The Government should press on with banning the veil in Britain after a French law doing the same was upheld by the European Court of Human Rights, a Tory MP said today.
Kettering MP Philip Hollobone, who has proposed back bench legislation to ban face coverings in the past, urged Commons Leader Andrew Lansley to find time for a Government statement on the issue. Mr Hollobone, a prominent eurosceptic who more typically criticises the European Court, raised the issue at the weekly Commons business statement.
He said: “This week finally, at long last, we have had a sensible decision from the European Court of Human Rights about something.
“Given this week, the court has decided that the ban on Islamic veils in France breaches no-one’s human rights, will you or another member of the Government next week make a statement to the House that Her Majesty’s Government intends to introduce such legislation into this country?
“We will never have a fully functioning, fully integrated multi-cultural society if growing numbers of our citizens go around with their faces covered.”

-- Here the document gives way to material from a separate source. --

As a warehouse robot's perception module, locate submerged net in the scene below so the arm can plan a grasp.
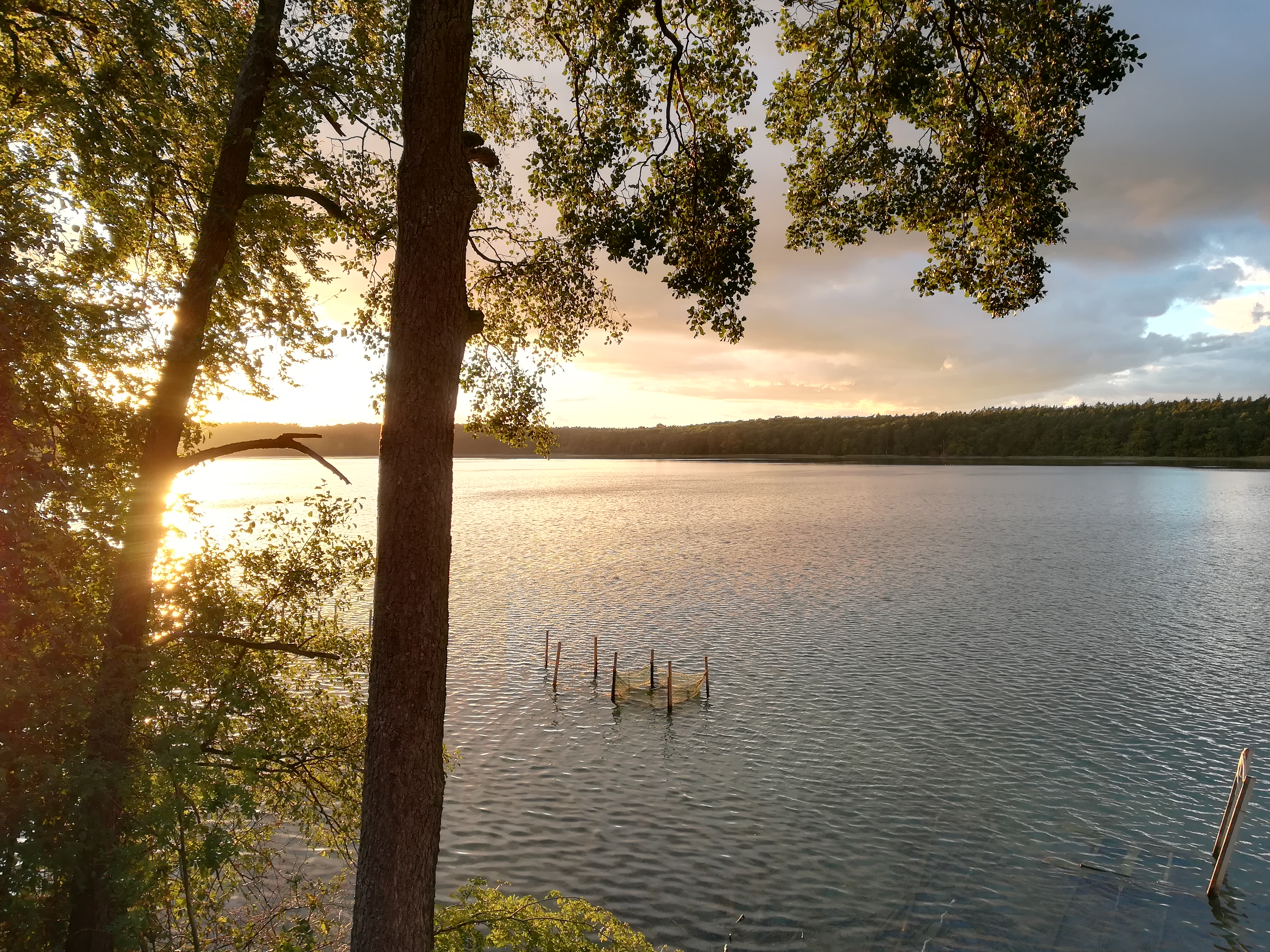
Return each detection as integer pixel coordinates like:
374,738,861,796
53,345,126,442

But Mr Lansley replied: “I did note that court decision… part of that decision was about the issues of subsidiarity and the right of countries to make these decisions for themselves. In that context I don’t anticipate a statement by a minister in the form you seek.”
On Tuesday, the European Court of Human Rights declared in a landmark decision the French ban does not breach human rights laws.
The test case was brought by a French woman in her mid-20s who is a devout Muslim no longer allowed to wear in public the burka, which covers the whole body, or the full-face niqab veil, because a new French law prohibits concealment of the face in public places.
She complained that the new law, which came into force in April 2011, infringed the European Convention on Human Rights because it amounted to discrimination on grounds of sex, religion and ethnic origin.
But the European Court ruled that promoting respect for the conditions in which people “live together” in public places was a legitimate aim justifying the ban and did not breach the convention.